Del resto (e ulteriormente rispetto al rilievo assorbente che precede), la motivazione della Corte d’appello si presenta tutt’altro che incomprensibile o intrinsecamente contraddittoria, disattendendo le censure del G. proprio sul presupposto di non aver compreso la ratio decidendi del giudice di primo grado, là dove parte ricorrente, in violazione anche dei principi di specificità e di localizzazione processuale (art. 366 c.p.c., comma 1, nn. 4 e 6), omette del tutto (come detto) di riferire i contenuti della decisione assunta dal giudice di primo grado, rendendo affatto non intelligibili le doglianze prospettate con il ricorso.

Ciò senza trascurare che i restanti motivi veicolano doglianze non pertinenti rispetto ai parametri normativi evocati (art. 116 c.p.c. e art. 360 c.p.c., n. 5), criticando (in contrasto con l’insegnamento di Cass. n. 11892/2016) la valutazione di merito compiuta dal giudice di appello, senza denunciare l’omesso esame di fatto storico decisivo e discusso, alla stregua del vigente dell’art. 360 c.p.c., n. 5, (Cass., S.U., n. 8053/2014), ovvero, anche in violazione del principio di localizzazione processuale (art. 366 c.p.c., comma 1, n. 6), dolendosi dell’accertamento del fatto processuale compiuto dal giudice di appello in riferimento alla mancata risposta all’interrogatorio formale, la cui valutazione in termini di argomento di prova da essa desumibile non è censurabile in sede di legittimità (Cass. n. 10099/2013).

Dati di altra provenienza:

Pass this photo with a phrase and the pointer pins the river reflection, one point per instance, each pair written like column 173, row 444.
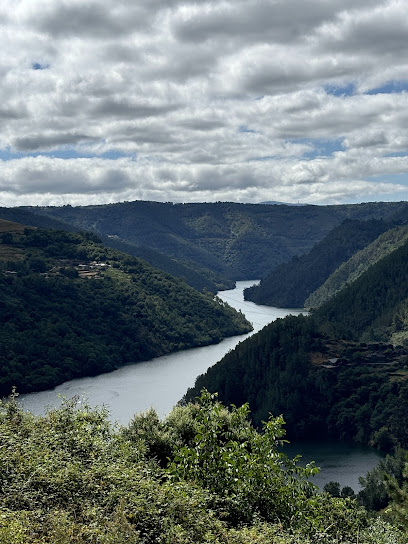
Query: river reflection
column 160, row 382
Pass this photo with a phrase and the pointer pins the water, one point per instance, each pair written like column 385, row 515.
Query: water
column 342, row 462
column 160, row 382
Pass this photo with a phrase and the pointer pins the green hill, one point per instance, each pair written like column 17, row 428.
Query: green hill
column 233, row 241
column 72, row 307
column 290, row 284
column 374, row 306
column 337, row 372
column 202, row 280
column 352, row 269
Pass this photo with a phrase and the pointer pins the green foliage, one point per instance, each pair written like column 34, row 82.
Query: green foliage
column 233, row 241
column 70, row 477
column 290, row 284
column 58, row 326
column 229, row 458
column 272, row 371
column 352, row 269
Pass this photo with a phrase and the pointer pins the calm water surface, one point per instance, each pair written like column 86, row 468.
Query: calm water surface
column 162, row 382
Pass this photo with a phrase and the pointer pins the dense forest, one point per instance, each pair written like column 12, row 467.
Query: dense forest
column 202, row 475
column 234, row 241
column 290, row 284
column 361, row 261
column 329, row 373
column 200, row 278
column 71, row 307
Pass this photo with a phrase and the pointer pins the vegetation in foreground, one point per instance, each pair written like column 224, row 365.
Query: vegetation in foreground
column 203, row 475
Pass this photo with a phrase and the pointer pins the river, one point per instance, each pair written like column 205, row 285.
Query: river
column 161, row 383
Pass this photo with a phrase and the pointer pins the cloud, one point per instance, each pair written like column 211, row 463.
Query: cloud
column 248, row 100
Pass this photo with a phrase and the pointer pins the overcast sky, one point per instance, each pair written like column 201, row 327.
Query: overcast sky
column 239, row 100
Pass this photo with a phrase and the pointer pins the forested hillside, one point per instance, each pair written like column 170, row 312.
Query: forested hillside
column 374, row 307
column 361, row 261
column 329, row 374
column 234, row 241
column 72, row 307
column 205, row 279
column 290, row 284
column 203, row 475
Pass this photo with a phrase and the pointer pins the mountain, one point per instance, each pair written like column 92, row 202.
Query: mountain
column 222, row 240
column 290, row 284
column 203, row 280
column 352, row 269
column 375, row 306
column 341, row 372
column 71, row 307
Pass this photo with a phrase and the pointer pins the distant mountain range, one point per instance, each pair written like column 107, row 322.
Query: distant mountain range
column 72, row 307
column 210, row 245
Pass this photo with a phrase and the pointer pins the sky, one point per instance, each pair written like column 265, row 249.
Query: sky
column 302, row 101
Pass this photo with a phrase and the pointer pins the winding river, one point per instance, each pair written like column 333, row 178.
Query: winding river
column 161, row 382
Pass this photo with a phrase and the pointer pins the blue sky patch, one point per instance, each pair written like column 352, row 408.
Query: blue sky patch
column 398, row 179
column 340, row 90
column 64, row 153
column 244, row 128
column 321, row 147
column 39, row 66
column 390, row 87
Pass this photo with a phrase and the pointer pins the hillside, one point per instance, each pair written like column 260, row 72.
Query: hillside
column 204, row 279
column 290, row 284
column 374, row 306
column 352, row 269
column 204, row 475
column 336, row 372
column 71, row 307
column 235, row 241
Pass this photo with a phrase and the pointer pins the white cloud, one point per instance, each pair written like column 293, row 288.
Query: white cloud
column 247, row 100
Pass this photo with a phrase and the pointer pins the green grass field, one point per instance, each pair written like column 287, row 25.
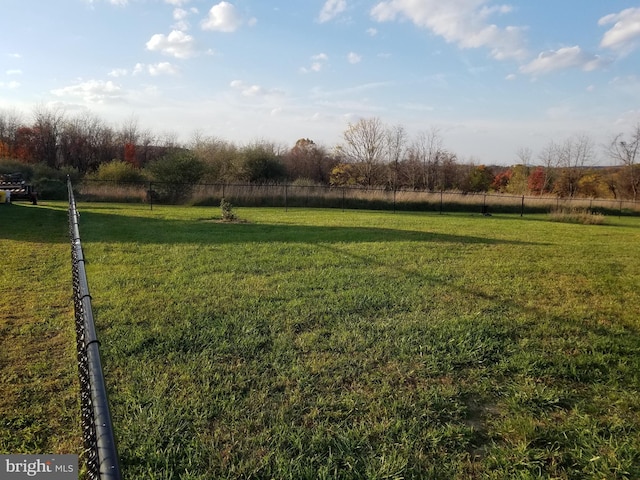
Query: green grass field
column 330, row 344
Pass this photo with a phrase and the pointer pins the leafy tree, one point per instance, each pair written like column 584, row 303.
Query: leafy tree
column 537, row 181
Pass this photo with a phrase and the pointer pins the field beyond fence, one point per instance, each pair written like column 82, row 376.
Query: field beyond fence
column 316, row 343
column 316, row 196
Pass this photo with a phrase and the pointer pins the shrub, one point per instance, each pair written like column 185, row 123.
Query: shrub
column 16, row 166
column 228, row 215
column 119, row 172
column 51, row 189
column 177, row 174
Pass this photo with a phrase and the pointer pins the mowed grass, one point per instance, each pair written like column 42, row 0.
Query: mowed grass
column 39, row 394
column 330, row 344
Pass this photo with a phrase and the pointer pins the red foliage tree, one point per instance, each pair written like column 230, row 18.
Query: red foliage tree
column 501, row 181
column 130, row 154
column 537, row 181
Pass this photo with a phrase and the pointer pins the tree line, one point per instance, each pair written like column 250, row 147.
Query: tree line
column 371, row 154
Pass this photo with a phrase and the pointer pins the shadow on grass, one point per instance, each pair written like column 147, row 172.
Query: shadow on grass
column 23, row 222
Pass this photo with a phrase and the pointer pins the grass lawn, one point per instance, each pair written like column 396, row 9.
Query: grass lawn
column 330, row 344
column 39, row 394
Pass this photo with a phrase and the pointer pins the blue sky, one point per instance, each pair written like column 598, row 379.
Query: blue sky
column 492, row 77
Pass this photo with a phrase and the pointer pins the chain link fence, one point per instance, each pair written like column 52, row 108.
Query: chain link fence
column 100, row 453
column 350, row 197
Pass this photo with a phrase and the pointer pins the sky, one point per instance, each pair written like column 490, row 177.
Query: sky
column 492, row 78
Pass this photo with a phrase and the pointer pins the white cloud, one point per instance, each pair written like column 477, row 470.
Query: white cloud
column 177, row 44
column 92, row 91
column 331, row 9
column 10, row 85
column 354, row 58
column 180, row 16
column 463, row 22
column 118, row 72
column 162, row 68
column 563, row 59
column 624, row 36
column 318, row 63
column 248, row 90
column 224, row 17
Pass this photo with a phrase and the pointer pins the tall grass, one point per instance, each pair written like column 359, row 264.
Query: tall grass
column 319, row 196
column 327, row 344
column 39, row 393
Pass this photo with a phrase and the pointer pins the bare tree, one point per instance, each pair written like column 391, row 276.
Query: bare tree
column 396, row 147
column 427, row 150
column 525, row 154
column 47, row 128
column 365, row 146
column 10, row 123
column 626, row 151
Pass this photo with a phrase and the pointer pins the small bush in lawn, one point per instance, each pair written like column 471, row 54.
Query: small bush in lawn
column 576, row 215
column 228, row 215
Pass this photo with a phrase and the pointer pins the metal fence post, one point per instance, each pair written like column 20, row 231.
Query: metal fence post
column 100, row 446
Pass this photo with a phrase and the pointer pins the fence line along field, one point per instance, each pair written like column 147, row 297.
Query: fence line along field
column 326, row 344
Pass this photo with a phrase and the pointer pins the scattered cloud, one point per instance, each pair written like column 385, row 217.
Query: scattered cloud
column 162, row 68
column 624, row 36
column 10, row 85
column 331, row 9
column 92, row 91
column 318, row 63
column 118, row 72
column 247, row 90
column 177, row 44
column 224, row 17
column 563, row 59
column 463, row 22
column 354, row 58
column 180, row 15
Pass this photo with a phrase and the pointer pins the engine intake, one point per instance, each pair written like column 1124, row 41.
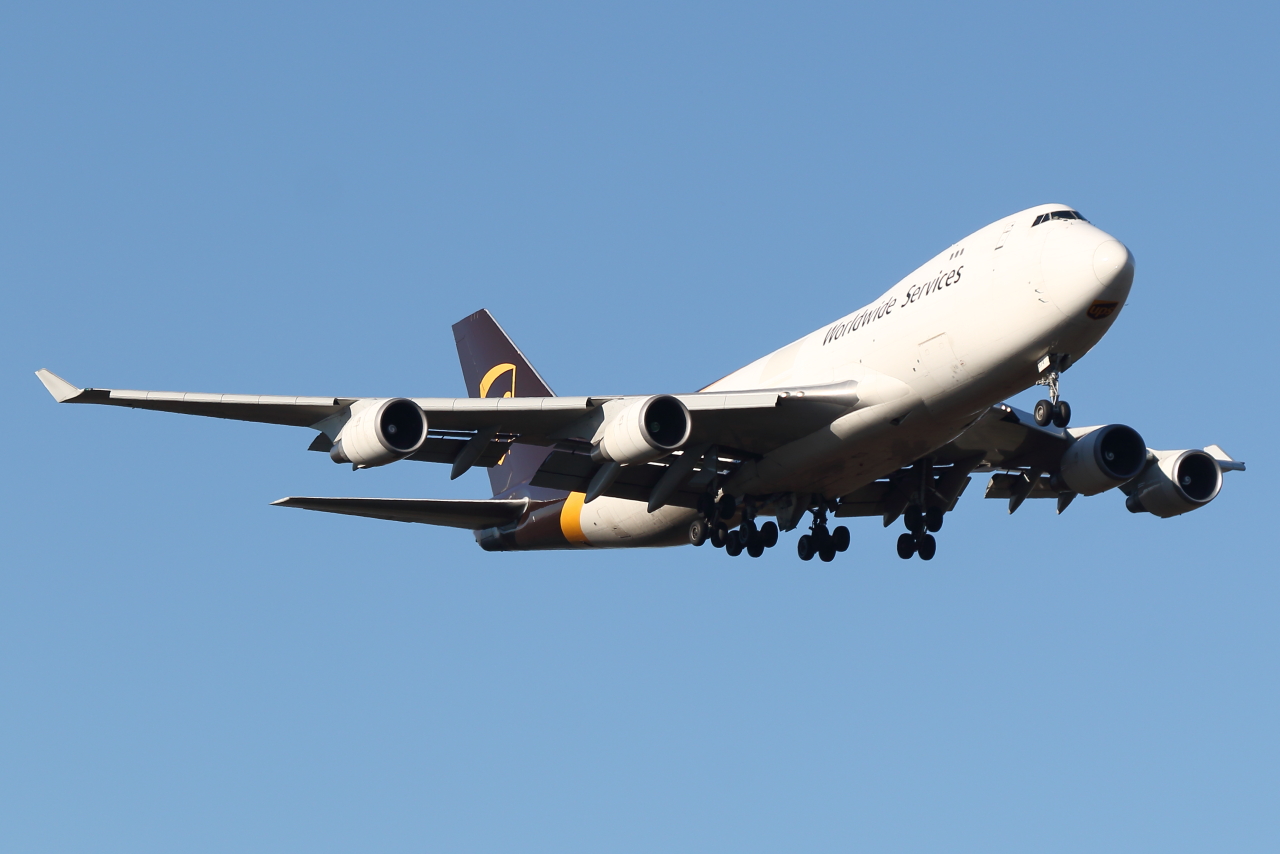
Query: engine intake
column 644, row 430
column 1179, row 483
column 379, row 433
column 1102, row 459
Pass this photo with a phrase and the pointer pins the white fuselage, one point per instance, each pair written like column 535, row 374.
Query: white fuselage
column 960, row 333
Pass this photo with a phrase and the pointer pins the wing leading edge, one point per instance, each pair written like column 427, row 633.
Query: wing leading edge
column 447, row 512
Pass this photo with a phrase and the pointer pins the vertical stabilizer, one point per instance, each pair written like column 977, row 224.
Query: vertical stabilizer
column 493, row 366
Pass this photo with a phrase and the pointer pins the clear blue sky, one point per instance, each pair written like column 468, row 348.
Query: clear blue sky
column 301, row 199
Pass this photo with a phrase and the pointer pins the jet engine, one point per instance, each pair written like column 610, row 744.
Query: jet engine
column 1102, row 459
column 644, row 430
column 379, row 433
column 1176, row 482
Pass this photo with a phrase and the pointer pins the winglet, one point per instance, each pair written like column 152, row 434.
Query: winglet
column 58, row 387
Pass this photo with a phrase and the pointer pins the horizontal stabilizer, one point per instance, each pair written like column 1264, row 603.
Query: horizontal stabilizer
column 448, row 512
column 56, row 386
column 1224, row 461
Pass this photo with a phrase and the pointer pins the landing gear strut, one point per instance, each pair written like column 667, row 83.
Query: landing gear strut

La memoria di parte ricorrente, là dove non inammissibile per non essere soltanto illustrativa delle originarie ragioni di censura, non fornisce argomenti idonei a scalfire i rilievi che precedono.

Il ricorso va, pertanto, dichiarato inammissibile e il ricorrente condannato al pagamento delle spese del giudizio di legittimità, come liquidate in dispositivo.

PQM

dichiara inammissibile il ricorso e condanna parte ricorrente al pagamento delle spese del giudizio di legittimità, che liquida in Euro 1.800,00 per compensi, oltre alle spese forfettarie nella misura del 15 per cento, agli esborsi liquidati in Euro 200,00 ed agli accessori di legge.

Ai sensi del D.P.R. n. 115 del 2002, art. 13, comma 1 quater, dà atto della sussistenza dei presupposti per il versamento, da parte del ricorrente, dell’ulteriore importo a titolo di contributo unificato pari a quello dovuto per il ricorso, a norma del citato art. 13, comma 1-bis.

Motivazione semplificata.

Così deciso in Roma, nella Camera di consiglio della VI-3 Sezione civile della Corte suprema di Cassazione, il 9 gennaio 2020.